Hypothesis testing: discovery

Notes and in-class exercises

Notes

You can download a template file to work with here.
File organization: Save this file in the “Activities” subfolder of your “STAT155” folder.

Learning goals

By the end of this lesson, you should be able to:

Understand how standard errors and confidence intervals enable us to make statistical inferences
Articulate how we can formalize a research question as a testable, statistical hypothesis

Readings and videos

This is a discovery activity, so no assigned readings/videos today.

Exercises

Let’s return to the fish dataset. Recall that rivers contain small concentrations of mercury which can accumulate in fish. Scientists studied this phenomenon among 171 largemouth bass in the Wacamaw and Lumber rivers of North Carolina, recording the following:

variable	meaning
River	Lumber or Wacamaw
Station	Station number where the fish was caught (0, 1, …, 15)
Length	Fish’s length (in centimeters)
Weight	Fish’s weight (in grams)
Concen	Fish’s mercury concentration (in parts per million; ppm)

# Load the data & packages
library(tidyverse)
library(readr)
fish <- read_csv("https://mac-stat.github.io/data/Mercury.csv")

head(fish)

Exercise 1

Research question: Is there evidence that the mercury concentration in fish (Concen) differs according to the River they were sampled from?

part a: fit the model

Fit a simple linear regression model that would address our research question

mod_fish <- ___
summary(mod_fish)

Interpret the intercept from this model.

part b: construct a CI

Using the 68-95-99.7 rule, construct an approximate 95% confidence interval for the intercept term, and provide an appropriate interpretation.

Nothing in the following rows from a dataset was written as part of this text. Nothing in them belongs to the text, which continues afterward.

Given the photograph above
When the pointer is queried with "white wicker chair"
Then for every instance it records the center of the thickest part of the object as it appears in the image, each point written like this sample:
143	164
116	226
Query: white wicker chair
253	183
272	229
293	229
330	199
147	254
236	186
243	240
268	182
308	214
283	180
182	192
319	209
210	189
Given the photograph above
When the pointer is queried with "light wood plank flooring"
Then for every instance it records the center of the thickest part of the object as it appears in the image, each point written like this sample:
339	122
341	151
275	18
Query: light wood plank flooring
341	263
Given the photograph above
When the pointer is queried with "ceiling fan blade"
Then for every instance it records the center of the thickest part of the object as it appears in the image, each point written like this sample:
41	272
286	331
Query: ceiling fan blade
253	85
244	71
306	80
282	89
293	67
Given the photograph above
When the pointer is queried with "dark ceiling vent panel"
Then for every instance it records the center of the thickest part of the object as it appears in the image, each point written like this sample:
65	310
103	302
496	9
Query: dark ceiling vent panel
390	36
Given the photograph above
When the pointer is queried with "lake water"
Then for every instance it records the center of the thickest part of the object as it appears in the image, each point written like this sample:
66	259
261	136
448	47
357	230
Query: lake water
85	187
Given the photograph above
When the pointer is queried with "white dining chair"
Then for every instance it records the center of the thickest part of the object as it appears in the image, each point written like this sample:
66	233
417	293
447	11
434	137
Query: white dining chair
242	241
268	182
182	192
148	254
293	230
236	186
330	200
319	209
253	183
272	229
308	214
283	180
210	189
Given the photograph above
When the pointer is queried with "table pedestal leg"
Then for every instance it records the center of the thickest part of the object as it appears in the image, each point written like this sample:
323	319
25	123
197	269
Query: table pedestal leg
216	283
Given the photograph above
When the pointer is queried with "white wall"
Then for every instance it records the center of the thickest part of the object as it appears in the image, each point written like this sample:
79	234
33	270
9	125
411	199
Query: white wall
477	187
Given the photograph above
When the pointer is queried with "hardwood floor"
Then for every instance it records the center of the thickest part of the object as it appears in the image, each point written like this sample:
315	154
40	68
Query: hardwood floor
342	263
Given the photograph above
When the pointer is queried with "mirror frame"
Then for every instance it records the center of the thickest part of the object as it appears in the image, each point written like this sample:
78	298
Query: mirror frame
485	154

Compare your CI to an exact 95% confidence interval for the model coefficients:

confint(mod_fish, level=0.95)

part c: what can we conclude from multiple samples?

Suppose we take 200 different samples of fish from the Lumber River. Based on these results, in how many of those samples would you expect to observe mean mercury concentration greater than 1.25ppm?

part d: intuition for constructing & interpreting test statistics

Suppose previous environmental studies have found little evidence of mercury pollution in other rivers in the area, so perhaps our “default” assumption is that fish from the Lumber river should have an expected mercury concentration of 0ppm. How many standard errors is our sample estimate (1.078ppm) away from this expectation? What are three possible conclusions?

part e: do individual observations contradict our conclusions?

Now suppose we sample a single fish from the Lumber River and find it has a mercury concentration of 2.5ppm. Are you surprised by this result? Why or why not? (Hint: create a code chunk that calculates the mean, standard deviation, and maximum of the Concen variable in each river in our original sample)

Exercise 2

Let’s look at the model summary output again:

summary(mod_fish)

part a: interpret model coefficient

Now, let’s interpret the RiverWacamaw coefficient. Based only on the coefficient (don’t think about the standard error yet), what can we say about the difference in mercury concentration among fish in the two rivers?

part b: construct a CI

Using the 68-95-99.7 rule, construct an approximate 95% confidence interval for the RiverWacamaw coefficient, and provide an appropriate interpretation.

part c: interpreting the CI

Do you believe it plausible that the mean mercury concentration of the fish population in the Wacamaw River is approximately the same as that of the fish population in the Lumber River? How would you confirm this? What assumptions are you making?

part d: effect of sample size on our conclusions

Suppose we sample 10 times as many fish from the Wacamaw River, and get a similar coefficient estimate (0.2). Thinking back to the Central Limit Theorem, what should happen to the standard error of the RiverWacamaw coefficient? How small of a standard error would we need to more conclusively say that there is an actual difference in mean mercury concentrations of the Lumber River and Wacamaw River fish populations?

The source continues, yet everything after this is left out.